Effect of torch.backends.cudnn.deterministic=True

rezzy · February 26, 2021, 1:14pm

As far as I understand, if you use torch.backends.cudnn.deterministic=True and with it torch.backends.cudnn.benchmark = False in your code (along with settings seed), it should cause your code to run deterministically.

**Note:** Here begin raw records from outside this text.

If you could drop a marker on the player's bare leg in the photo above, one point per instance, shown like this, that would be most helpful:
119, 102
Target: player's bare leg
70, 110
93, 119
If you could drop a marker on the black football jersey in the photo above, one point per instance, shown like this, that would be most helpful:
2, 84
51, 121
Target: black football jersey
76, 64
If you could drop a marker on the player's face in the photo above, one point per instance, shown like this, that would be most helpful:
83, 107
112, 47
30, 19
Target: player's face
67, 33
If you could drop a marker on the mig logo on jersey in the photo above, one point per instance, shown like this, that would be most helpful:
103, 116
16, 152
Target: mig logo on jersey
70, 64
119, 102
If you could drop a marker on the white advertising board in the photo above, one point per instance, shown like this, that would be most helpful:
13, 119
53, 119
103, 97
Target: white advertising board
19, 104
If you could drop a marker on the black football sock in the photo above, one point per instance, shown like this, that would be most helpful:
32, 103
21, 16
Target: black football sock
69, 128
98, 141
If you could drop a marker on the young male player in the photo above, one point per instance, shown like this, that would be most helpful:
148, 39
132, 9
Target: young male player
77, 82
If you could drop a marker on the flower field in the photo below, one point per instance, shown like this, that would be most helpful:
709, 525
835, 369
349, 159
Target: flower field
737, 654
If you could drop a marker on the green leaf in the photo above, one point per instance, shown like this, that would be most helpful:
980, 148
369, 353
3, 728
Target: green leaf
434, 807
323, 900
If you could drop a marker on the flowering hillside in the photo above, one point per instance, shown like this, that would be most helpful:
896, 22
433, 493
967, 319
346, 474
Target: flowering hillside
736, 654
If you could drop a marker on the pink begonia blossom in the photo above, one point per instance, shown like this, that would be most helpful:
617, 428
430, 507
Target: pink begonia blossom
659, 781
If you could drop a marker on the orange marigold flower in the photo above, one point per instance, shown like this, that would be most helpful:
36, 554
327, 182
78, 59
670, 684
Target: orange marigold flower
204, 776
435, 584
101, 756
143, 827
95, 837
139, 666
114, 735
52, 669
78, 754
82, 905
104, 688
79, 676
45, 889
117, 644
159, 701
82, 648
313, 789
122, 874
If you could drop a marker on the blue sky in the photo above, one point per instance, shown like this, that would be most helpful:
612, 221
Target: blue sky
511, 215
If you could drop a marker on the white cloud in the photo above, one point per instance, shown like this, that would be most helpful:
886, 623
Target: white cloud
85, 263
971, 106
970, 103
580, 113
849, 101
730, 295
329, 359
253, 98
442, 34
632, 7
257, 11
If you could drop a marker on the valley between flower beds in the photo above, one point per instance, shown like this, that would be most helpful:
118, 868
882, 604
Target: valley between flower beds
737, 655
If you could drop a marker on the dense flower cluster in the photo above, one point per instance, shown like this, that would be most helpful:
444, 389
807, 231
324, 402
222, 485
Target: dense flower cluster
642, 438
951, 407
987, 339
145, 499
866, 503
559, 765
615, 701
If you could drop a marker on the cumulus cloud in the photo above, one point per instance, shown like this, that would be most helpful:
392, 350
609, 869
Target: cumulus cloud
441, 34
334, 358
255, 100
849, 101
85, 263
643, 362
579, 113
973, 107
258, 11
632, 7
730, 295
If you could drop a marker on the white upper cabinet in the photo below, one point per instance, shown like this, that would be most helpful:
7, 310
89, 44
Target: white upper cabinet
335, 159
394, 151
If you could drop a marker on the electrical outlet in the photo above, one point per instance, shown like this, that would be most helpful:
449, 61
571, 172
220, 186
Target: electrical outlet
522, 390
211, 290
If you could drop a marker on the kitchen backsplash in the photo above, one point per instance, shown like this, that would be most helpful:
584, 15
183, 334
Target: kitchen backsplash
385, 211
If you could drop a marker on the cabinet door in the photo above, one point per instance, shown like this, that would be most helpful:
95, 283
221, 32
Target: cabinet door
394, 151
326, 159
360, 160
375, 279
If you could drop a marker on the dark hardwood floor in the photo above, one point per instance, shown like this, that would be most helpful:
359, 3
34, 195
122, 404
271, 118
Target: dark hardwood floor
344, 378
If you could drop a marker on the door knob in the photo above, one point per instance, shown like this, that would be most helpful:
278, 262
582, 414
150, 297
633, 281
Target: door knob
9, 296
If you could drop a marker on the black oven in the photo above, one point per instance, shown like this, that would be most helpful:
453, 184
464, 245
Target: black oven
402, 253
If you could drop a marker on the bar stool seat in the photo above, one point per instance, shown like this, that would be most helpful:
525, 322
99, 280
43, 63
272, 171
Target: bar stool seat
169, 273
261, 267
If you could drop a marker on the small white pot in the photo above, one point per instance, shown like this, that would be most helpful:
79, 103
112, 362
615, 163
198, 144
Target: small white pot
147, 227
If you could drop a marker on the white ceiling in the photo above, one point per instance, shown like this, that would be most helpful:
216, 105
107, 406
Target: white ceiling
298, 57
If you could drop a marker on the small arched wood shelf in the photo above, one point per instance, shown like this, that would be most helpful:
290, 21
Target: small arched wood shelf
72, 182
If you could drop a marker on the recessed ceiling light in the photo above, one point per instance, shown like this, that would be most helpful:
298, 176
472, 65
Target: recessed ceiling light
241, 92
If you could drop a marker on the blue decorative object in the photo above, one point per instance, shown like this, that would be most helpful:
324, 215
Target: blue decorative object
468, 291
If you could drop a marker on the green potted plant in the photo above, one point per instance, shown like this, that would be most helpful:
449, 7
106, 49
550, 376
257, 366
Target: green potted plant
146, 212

However, for reasons I don’t understand, if I remove the two lines it will always result in worse results. Even setting deterministric for CUDNN and other places, I still don’t get fully identical results, but removing it causes my loss to not go any lower (top lines in attached image). What am I doing wrong?

Environment:

Pytorch Lighting 1.7
Using DDP accelerator
Settings seeds for random, np, torch (manual_seed_all)
Have the below code for worker_init_fn of DataLoader:

def loader_init_fn(seed):
    random.seed(seed)
    np.random.seed(seed)
    torch.manual_seed(seed)

albanD · February 26, 2021, 3:21pm

Hi,

You can check our doc on reproducibility for the full details: Reproducibility — PyTorch 1.7.1 documentation

rezzy · February 27, 2021, 8:03pm

Hi,
Thanks for response. I understand the reproducibility requirements, but my question is, will disabling CuDNN benchmarking have an impact on the result - i.e., the operations themselves, not how fast they are performed?

Thanks!

ptrblck · March 2, 2021, 4:56am

The different cudnn setups should yield approx. the same final result. If that’s not the case, you might hit a faulty kernel.
To isolate it, we would need to get the model definition, input shapes, used cudnn version, as well as the used GPU. With these information we can create the cudnn logs and check internally with reference implementations for correctness.